Aux Gonaïves, une seule infirmière s’occupe de centaines de prisonniers. À Port-de-Paix, il n’y a tout simplement aucun soin.


Témoignages d’un enfer carcéral

Les récits abondent et dressent le portrait d’un système au bord de la rupture.

  • À Petit-Goâve, six détenus sont morts en quelques semaines.
  • À Saint-Marc, 349 sur 549 prisonniers attendent toujours leur procès.
  • À Hinche, près de 500 détenus survivent sans eau potable et dans des conditions insalubres.
  • Au commissariat de Delmas 33, 70 personnes s’entassaient dans 35 m², dormant à genoux ou accroupies, sans nourriture ni soins. Parmi elles, un mineur était enfermé avec des adultes, en violation flagrante de la Convention internationale des droits de l’enfant.

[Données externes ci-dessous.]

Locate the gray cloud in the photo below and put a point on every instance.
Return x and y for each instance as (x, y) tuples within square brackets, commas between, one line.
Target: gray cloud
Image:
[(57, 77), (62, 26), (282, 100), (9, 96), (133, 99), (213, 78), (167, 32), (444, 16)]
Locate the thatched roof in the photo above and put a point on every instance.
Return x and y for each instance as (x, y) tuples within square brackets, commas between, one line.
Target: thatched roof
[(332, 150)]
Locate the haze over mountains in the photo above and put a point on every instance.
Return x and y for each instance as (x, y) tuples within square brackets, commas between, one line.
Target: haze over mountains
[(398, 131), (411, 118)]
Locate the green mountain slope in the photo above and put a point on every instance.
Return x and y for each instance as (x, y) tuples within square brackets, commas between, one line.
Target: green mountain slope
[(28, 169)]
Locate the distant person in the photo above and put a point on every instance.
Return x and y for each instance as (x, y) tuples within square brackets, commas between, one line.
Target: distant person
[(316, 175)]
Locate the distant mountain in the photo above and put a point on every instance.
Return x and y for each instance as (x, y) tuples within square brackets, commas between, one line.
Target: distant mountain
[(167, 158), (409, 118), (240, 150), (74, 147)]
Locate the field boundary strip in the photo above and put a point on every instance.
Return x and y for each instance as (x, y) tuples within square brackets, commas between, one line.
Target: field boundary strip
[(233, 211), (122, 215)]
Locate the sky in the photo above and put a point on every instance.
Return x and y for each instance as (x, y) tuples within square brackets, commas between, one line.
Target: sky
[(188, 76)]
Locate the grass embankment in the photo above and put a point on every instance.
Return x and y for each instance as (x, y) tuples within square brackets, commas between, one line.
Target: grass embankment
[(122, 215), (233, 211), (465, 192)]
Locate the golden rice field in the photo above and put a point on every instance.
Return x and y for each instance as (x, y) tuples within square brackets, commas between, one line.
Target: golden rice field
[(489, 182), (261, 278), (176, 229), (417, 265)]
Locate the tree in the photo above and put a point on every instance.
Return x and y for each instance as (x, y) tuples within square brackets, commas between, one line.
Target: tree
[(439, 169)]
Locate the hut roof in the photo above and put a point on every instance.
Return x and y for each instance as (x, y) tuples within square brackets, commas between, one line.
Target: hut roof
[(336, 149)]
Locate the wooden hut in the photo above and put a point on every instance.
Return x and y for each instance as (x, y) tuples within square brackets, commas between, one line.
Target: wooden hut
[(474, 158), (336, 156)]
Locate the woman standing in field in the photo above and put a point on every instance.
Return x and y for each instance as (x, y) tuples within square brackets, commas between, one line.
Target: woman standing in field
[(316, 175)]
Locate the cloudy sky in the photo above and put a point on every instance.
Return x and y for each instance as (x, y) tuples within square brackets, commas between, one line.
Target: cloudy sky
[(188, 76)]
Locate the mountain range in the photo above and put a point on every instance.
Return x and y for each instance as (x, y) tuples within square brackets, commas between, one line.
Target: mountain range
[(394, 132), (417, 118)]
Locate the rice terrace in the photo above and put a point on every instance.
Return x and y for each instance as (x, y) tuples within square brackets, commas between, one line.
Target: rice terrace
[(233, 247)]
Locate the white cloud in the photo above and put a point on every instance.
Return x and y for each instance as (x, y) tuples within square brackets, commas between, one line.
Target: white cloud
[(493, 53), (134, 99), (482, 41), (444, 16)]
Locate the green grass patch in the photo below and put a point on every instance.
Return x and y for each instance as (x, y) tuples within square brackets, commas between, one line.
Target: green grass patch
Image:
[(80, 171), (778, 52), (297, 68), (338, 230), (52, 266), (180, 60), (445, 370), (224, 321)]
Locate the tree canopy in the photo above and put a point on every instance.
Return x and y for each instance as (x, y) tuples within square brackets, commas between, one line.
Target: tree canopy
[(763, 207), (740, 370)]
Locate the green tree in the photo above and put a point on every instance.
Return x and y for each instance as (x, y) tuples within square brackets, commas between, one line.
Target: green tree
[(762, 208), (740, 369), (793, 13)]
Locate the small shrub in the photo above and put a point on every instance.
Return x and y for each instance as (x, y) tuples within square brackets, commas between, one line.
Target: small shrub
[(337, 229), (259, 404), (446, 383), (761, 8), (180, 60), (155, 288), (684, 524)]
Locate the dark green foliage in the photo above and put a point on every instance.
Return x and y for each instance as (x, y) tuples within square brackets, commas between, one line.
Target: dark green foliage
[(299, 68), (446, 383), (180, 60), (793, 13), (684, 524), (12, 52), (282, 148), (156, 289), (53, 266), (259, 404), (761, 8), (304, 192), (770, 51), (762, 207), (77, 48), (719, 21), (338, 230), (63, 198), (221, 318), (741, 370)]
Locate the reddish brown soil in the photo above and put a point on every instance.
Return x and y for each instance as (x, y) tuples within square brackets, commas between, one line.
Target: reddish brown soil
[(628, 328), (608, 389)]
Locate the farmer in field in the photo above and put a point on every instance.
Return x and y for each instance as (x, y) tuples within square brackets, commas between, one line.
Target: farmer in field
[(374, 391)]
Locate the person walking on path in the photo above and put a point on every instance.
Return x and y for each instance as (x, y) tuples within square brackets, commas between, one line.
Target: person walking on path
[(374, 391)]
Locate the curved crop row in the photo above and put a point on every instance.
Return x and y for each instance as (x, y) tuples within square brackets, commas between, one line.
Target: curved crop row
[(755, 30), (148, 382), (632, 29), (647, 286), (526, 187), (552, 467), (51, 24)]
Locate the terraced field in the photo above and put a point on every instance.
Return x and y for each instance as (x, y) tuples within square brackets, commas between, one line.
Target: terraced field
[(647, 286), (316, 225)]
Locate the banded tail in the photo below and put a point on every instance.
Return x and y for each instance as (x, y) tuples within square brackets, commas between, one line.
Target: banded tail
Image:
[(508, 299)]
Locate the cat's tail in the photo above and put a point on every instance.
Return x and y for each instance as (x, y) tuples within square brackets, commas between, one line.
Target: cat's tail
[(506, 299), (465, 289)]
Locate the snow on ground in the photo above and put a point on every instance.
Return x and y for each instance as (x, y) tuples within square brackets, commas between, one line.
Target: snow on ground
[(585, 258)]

« Ils meurent à petit feu »

Entassés, affamés et privés de soins, les prisonniers haïtiens subissent un traitement que des défenseurs des droits humains qualifient d’inhumain et dégradant.
« Ils meurent à petit feu, abandonnés à leur sort », déplore Me Arnel Rémy, rappelant que ces conditions transforment les prisons en zones de non-droit et en lieux de violations massives des droits fondamentaux.